Re: Zedstore - compressed in-core columnar storage

From: Ashwin Agrawal <aagrawal(at)pivotal(dot)io>
To: Ajin Cherian <itsajin(at)gmail(dot)com>
Cc: PostgreSQL mailing lists <pgsql-hackers(at)postgresql(dot)org>
Subject: Re: Zedstore - compressed in-core columnar storage
Date: 2019-05-24 22:37:08
Message-ID: CALfoeivu-n5o8Juz9wW+kTjnis6_+rfMf+zOTky1LiTVk-ZFjA@mail.gmail.com
Views: Raw Message | Whole Thread | Download mbox | Resend email
Thread:
Lists: pgsql-hackers

On Thu, May 23, 2019 at 7:30 PM Ajin Cherian <itsajin(at)gmail(dot)com> wrote:

> Hi Ashwin,
>
> - how to pass the "column projection list" to table AM? (as stated in
> initial email, currently we have modified table am API to pass the
> projection to AM)
>
> We were working on a similar columnar storage using pluggable APIs; one
> idea that we thought of was to modify the scan slot based on the targetlist
> to have only the relevant columns in the scan descriptor. This way the
> table AMs are passed a slot with only relevant columns in the descriptor.
> Today we do something similar to the result slot using
> ExecInitResultTypeTL(), now do it to the scan tuple slot as well. So
> somewhere after creating the scan slot using ExecInitScanTupleSlot(), call
> a table am handler API to modify the scan tuple slot based on the
> targetlist, a probable name for the new table am handler would be:
> exec_init_scan_slot_tl(PlanState *planstate, TupleTableSlot *slot).
>

Interesting.

Though this reads hacky and not clean approach to me. Reasons:

- The memory allocation and initialization for slot descriptor was
done in ExecInitScanTupleSlot(). exec_init_scan_slot_tl() would
redo lot of work. ExecInitScanTupleSlot() ideally just points to
tupleDesc from Relation object. But for exec_init_scan_slot_tl()
will free the existing tupleDesc and reallocate fresh. Plus, can't
point to Relation tuple desc but essentially need to craft one out.

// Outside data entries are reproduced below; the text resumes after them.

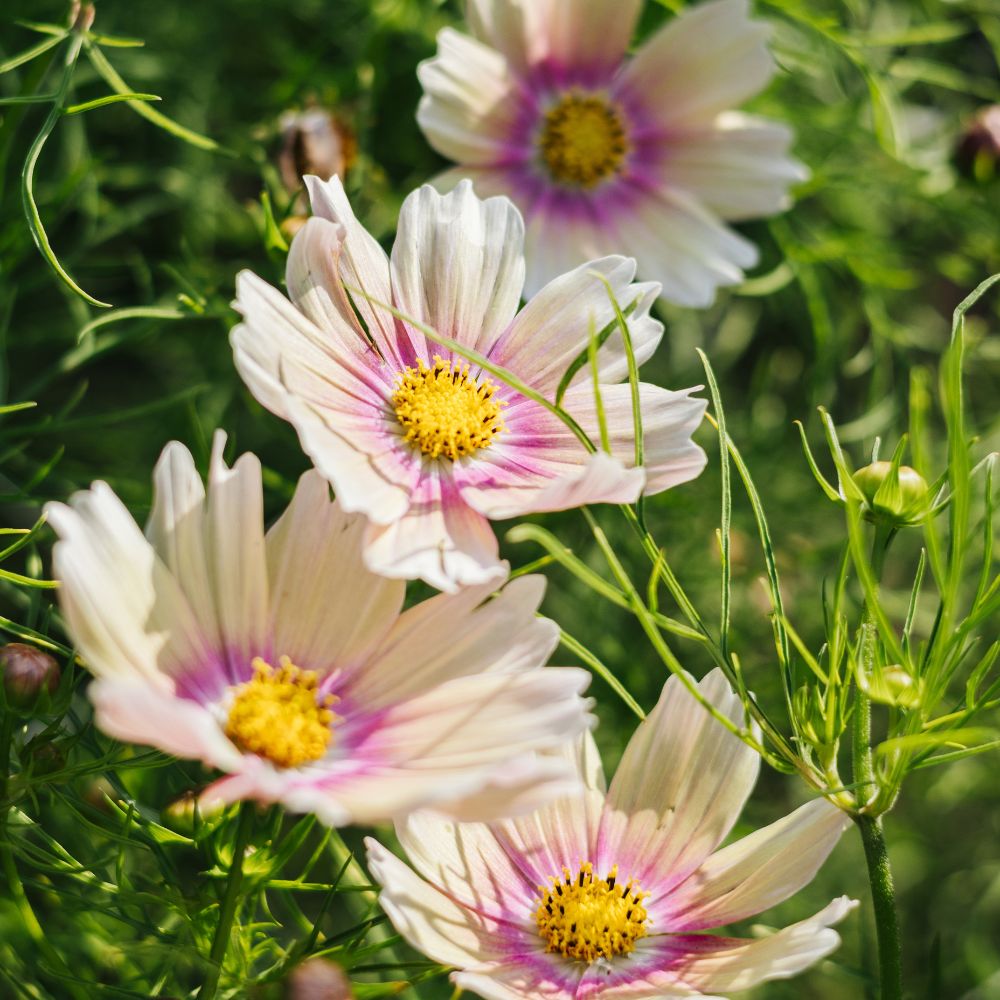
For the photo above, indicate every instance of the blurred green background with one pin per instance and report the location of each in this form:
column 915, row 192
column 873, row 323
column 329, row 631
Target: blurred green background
column 855, row 289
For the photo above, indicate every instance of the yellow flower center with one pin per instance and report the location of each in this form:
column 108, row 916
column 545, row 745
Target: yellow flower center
column 582, row 141
column 278, row 715
column 446, row 412
column 587, row 918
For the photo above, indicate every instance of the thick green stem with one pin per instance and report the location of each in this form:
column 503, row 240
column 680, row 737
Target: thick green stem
column 230, row 903
column 890, row 963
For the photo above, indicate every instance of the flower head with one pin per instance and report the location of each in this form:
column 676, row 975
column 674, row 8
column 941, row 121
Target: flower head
column 426, row 444
column 609, row 894
column 605, row 153
column 280, row 659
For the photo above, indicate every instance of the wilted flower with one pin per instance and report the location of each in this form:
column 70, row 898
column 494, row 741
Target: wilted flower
column 427, row 446
column 605, row 153
column 609, row 894
column 29, row 675
column 283, row 661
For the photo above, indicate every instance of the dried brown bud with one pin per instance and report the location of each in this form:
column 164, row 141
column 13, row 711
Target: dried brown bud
column 314, row 141
column 978, row 152
column 29, row 675
column 318, row 979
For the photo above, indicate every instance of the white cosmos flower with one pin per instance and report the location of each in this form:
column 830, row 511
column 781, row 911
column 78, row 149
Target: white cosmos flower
column 605, row 153
column 281, row 660
column 428, row 447
column 610, row 894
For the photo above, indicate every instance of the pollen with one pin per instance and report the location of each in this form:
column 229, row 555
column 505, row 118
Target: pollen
column 587, row 918
column 445, row 411
column 582, row 140
column 280, row 715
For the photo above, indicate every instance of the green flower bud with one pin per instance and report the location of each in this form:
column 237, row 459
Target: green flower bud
column 30, row 676
column 894, row 496
column 188, row 816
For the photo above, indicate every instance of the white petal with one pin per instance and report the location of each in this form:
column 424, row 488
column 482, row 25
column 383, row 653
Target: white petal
column 327, row 608
column 125, row 612
column 739, row 965
column 457, row 266
column 738, row 166
column 709, row 58
column 441, row 540
column 759, row 871
column 554, row 329
column 428, row 919
column 449, row 636
column 582, row 39
column 470, row 101
column 683, row 246
column 143, row 713
column 363, row 264
column 681, row 785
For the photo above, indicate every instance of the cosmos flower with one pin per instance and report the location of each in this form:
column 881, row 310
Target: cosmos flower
column 429, row 447
column 280, row 659
column 609, row 894
column 604, row 153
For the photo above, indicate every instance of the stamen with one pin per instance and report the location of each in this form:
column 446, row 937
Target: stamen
column 445, row 411
column 582, row 141
column 592, row 920
column 277, row 714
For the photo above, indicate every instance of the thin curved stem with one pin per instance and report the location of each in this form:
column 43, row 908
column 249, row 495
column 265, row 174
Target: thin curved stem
column 230, row 903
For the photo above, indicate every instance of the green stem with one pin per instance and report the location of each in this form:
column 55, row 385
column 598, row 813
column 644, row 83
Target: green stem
column 230, row 903
column 15, row 888
column 884, row 899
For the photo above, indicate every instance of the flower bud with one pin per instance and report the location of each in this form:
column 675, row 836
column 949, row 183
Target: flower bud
column 318, row 979
column 30, row 676
column 314, row 141
column 897, row 497
column 978, row 152
column 188, row 815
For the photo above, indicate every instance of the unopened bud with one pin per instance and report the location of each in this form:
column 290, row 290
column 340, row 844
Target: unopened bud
column 314, row 142
column 30, row 676
column 318, row 979
column 188, row 815
column 897, row 497
column 978, row 152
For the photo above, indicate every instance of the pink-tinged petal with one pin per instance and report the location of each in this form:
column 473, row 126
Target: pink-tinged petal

- As discussed in thread [1], several places want to use different
slots for the same scan, so that means will have to modify the
descriptor every time on such occasions even if it remains the same
throughout the scan. Some extra code can be added to keep around old
tupledescriptor and then reuse for next slot, but that seems again
added code complexity.

- AM needs to know the attnum in terms of relation's attribute number
to scan. How would tupledesc convey that? Like TupleDescData's attrs
currently carries info for attnum at attrs[attnum - 1]. If TupleDesc
needs to convey random attributes to scan, seems this relationship
has to be broken. attrs[offset] will provide info for some attribute
in relation, means offset != (attrs->attnum + 1). Which I am not
sure how many places in code rely on that logic to get information.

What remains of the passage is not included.